Proche de Léopold Sédar Senghor, premier président Sénégalais, celui-ci lui demande, en 1972, d’organiser et d’animer une soirée de gala. Cet événement marquera le début d’une longue relation amicale et musicale avec un grand nom de la musique sénégalaise, le virtuose Doudou Ndiaye Rose, percussionniste classé, en 2006, consacré « Trésor humain vivant » par l’Unesco. Doudou lui propose de l’accompagner, avec ses enfants, dans l’exécution d’un chant dédié à la Vierge Marie « Simieno Mariama ». Pendant plus de 35 ans, les deux hommes, Julien le catholique et Doudou le musulman, jouent ensemble, constituant ainsi des symboles vivant du dialogue islamo-chrétien.

En 1996, les deux hommes enregistrent « Jamm » (La paix en wolof) un titre qui a connu un grand succès au Sénégal et qui est maintenant utilisé comme générique du journal dans certains médias.
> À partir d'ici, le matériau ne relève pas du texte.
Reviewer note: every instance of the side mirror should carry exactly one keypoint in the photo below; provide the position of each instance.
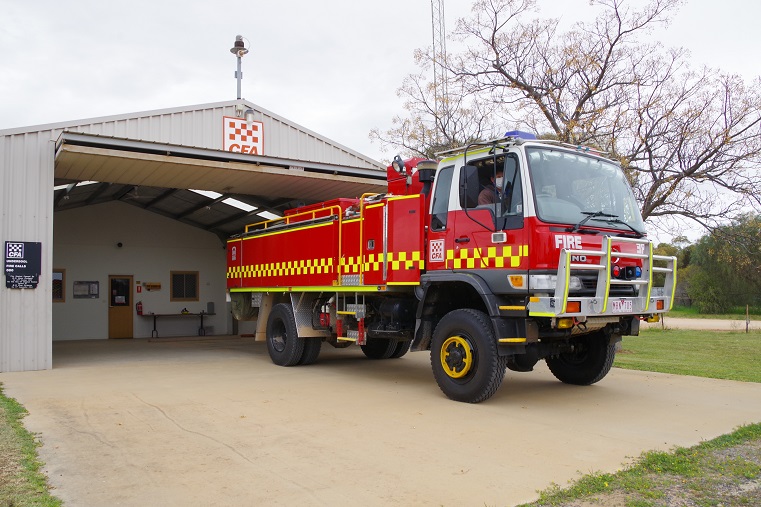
(469, 186)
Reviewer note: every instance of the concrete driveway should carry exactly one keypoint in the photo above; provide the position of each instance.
(213, 422)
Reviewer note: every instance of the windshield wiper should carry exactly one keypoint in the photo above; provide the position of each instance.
(590, 216)
(619, 221)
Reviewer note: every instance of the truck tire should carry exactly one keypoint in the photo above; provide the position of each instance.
(464, 357)
(590, 361)
(283, 343)
(379, 348)
(312, 348)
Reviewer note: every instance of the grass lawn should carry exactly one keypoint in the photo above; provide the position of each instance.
(691, 312)
(722, 472)
(21, 482)
(726, 355)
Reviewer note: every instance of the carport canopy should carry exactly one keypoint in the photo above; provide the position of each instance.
(214, 190)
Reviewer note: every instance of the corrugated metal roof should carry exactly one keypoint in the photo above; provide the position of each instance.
(200, 126)
(156, 177)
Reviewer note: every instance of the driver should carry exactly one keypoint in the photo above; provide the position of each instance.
(488, 195)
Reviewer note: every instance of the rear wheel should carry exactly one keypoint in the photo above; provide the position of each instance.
(283, 343)
(464, 356)
(379, 348)
(589, 361)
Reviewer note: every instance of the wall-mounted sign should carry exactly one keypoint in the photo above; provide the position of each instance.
(243, 137)
(86, 290)
(23, 263)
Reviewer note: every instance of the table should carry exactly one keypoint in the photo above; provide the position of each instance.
(155, 333)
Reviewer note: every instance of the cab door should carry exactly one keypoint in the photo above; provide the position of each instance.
(440, 226)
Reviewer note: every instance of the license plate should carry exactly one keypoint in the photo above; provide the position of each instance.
(622, 306)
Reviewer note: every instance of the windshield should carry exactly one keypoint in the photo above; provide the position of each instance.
(574, 189)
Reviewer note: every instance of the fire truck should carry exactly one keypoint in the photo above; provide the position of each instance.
(501, 254)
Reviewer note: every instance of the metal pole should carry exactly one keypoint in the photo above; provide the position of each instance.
(239, 76)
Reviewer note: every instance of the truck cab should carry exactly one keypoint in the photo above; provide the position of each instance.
(556, 264)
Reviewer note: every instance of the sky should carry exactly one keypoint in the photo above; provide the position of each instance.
(332, 66)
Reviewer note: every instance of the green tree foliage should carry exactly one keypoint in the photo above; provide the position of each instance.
(725, 266)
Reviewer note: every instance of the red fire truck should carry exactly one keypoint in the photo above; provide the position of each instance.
(553, 264)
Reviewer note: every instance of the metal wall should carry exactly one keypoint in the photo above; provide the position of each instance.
(26, 197)
(26, 201)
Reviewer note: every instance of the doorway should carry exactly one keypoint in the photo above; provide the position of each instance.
(120, 306)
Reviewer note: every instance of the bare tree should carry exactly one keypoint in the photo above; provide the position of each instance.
(429, 127)
(690, 141)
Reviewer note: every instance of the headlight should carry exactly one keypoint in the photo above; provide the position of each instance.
(549, 282)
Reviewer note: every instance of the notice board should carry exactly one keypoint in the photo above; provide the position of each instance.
(23, 263)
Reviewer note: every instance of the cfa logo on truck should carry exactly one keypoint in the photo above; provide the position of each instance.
(242, 137)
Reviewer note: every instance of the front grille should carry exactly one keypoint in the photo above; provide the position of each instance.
(589, 282)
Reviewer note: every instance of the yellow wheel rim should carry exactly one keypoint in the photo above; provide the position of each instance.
(456, 356)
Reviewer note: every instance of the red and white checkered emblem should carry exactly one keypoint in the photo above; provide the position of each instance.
(437, 250)
(242, 137)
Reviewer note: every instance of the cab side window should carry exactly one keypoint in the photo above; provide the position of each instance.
(440, 207)
(513, 194)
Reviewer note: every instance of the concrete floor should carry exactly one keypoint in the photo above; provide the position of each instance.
(214, 422)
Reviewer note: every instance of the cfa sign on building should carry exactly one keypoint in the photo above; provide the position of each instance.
(243, 137)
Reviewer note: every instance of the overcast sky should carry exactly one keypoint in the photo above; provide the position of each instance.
(331, 66)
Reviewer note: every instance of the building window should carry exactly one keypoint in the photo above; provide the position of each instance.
(59, 285)
(184, 285)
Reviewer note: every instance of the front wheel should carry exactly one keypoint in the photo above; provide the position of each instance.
(464, 356)
(588, 362)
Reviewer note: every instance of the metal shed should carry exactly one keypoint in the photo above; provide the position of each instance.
(173, 162)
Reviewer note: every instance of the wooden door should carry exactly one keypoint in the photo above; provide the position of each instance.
(120, 306)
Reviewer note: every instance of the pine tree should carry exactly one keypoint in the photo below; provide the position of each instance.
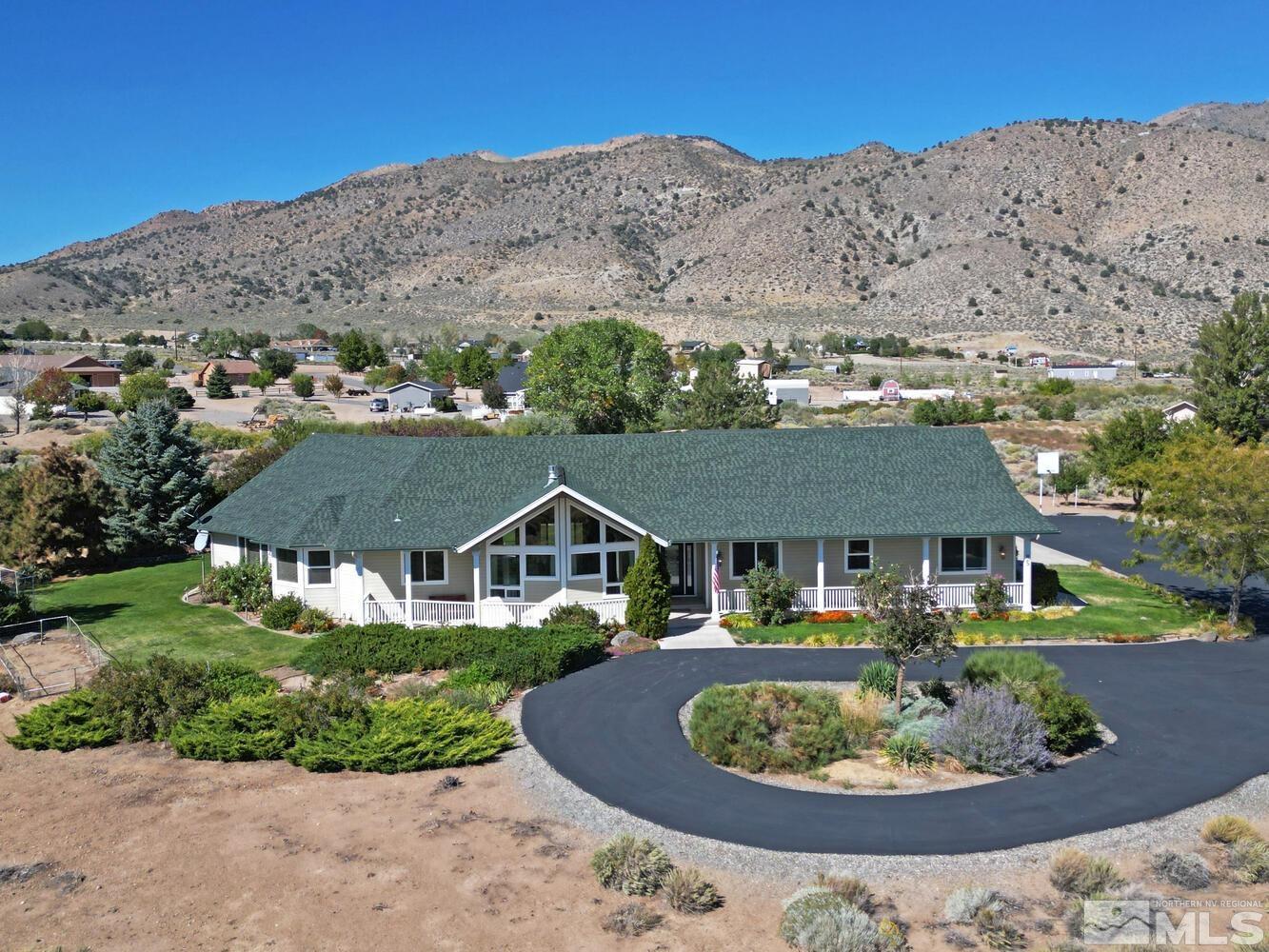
(647, 585)
(57, 513)
(218, 387)
(159, 478)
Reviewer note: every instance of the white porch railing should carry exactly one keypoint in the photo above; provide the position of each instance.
(491, 612)
(846, 598)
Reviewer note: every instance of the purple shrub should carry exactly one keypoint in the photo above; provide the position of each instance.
(989, 731)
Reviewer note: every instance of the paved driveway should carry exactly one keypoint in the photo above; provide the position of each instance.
(1188, 718)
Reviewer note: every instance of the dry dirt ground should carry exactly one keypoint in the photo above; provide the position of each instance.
(151, 852)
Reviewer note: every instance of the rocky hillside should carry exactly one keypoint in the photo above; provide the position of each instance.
(1094, 235)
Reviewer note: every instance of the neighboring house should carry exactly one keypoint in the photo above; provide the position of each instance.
(693, 347)
(499, 531)
(1082, 371)
(788, 391)
(416, 392)
(510, 379)
(891, 391)
(91, 371)
(237, 371)
(1181, 411)
(754, 368)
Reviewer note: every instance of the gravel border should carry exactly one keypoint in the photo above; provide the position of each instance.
(559, 798)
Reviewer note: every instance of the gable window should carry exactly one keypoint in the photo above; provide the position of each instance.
(963, 554)
(288, 565)
(747, 555)
(429, 566)
(858, 555)
(319, 563)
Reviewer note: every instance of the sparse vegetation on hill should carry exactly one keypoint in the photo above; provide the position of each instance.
(1092, 234)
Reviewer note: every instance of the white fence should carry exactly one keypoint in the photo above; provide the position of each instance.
(846, 600)
(494, 613)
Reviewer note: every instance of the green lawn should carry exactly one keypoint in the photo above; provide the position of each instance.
(137, 612)
(1115, 608)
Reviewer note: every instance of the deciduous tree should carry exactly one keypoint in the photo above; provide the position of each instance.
(608, 376)
(1208, 509)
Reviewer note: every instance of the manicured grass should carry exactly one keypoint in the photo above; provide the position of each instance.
(137, 612)
(1115, 607)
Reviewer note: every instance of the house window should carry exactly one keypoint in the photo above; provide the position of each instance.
(319, 566)
(251, 552)
(429, 567)
(504, 577)
(858, 555)
(540, 565)
(747, 555)
(620, 563)
(288, 565)
(584, 565)
(963, 554)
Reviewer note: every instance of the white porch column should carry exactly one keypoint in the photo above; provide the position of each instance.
(1027, 602)
(709, 569)
(361, 585)
(819, 574)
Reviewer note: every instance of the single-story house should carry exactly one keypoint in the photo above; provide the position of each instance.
(416, 392)
(754, 367)
(892, 391)
(91, 371)
(1082, 371)
(502, 531)
(1180, 411)
(237, 371)
(788, 391)
(510, 379)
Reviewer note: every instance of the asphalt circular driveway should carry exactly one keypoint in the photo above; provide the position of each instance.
(1189, 720)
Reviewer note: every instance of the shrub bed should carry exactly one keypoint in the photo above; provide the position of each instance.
(519, 657)
(765, 726)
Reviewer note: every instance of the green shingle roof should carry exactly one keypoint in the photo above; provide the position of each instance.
(376, 493)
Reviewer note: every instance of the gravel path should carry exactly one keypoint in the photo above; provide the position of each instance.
(565, 802)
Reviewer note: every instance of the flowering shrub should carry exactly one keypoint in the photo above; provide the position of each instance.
(834, 617)
(989, 731)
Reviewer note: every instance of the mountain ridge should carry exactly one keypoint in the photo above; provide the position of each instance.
(1079, 232)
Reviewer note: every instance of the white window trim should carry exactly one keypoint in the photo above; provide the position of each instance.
(754, 543)
(964, 571)
(307, 581)
(603, 547)
(277, 564)
(845, 547)
(407, 577)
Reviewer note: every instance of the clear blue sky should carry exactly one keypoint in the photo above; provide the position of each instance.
(110, 112)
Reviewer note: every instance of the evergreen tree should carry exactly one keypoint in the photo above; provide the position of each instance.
(218, 387)
(159, 478)
(721, 400)
(647, 585)
(57, 518)
(1231, 369)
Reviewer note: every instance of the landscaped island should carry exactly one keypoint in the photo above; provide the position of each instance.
(1009, 715)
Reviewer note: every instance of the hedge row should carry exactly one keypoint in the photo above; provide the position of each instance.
(519, 657)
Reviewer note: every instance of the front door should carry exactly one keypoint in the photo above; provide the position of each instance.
(681, 559)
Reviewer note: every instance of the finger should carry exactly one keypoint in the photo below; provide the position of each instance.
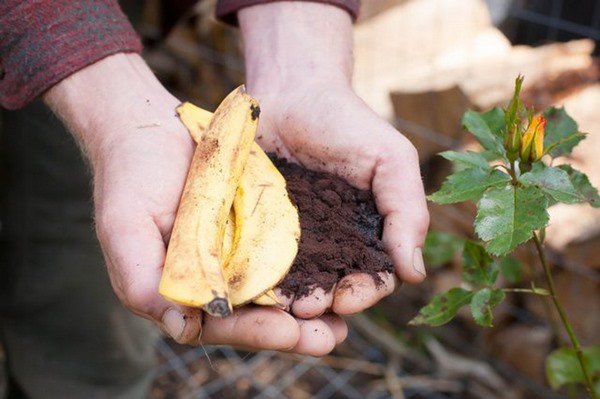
(316, 338)
(338, 326)
(259, 327)
(400, 198)
(313, 305)
(135, 252)
(359, 291)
Un hommage à Cheikh Ameth Tidiane

Plus tard, Julien composera une désormais célèbre reprise de « Lambi wa fass », un hommage à Cheikh Ameth Tidiane, grand théologien, fondateur de la confrérie musulmane soufie de la Tijaniyya. « J’ai moi-même entendu Julien expliquer qu’il l’a repris d’un aveugle à l’époque où il enseignait au lycée des jeunes filles de Saint-Louis devenu aujourd’hui lycée Ahmed fall. L’aveugle s’installait contre le mur du lycée et chantait pour mendier », rapporte à propos de ce chant, le journaliste sénégalais Martin Faye.

À sa mort, le 23 janvier 2001, son ami Doudou Ndiaye Rose lui a rendu un vibrant hommage : « Nous avons visité beaucoup de lieux chrétiens, et il respectait toujours les différences confessionnelles. Partout où nous allions, Julien Jouga s’assurait qu’on ne me serve pas de viande de porc ou de repas préparés avec de l’alcool. Il était quelqu’un de correct, d’honnête et de sincère ».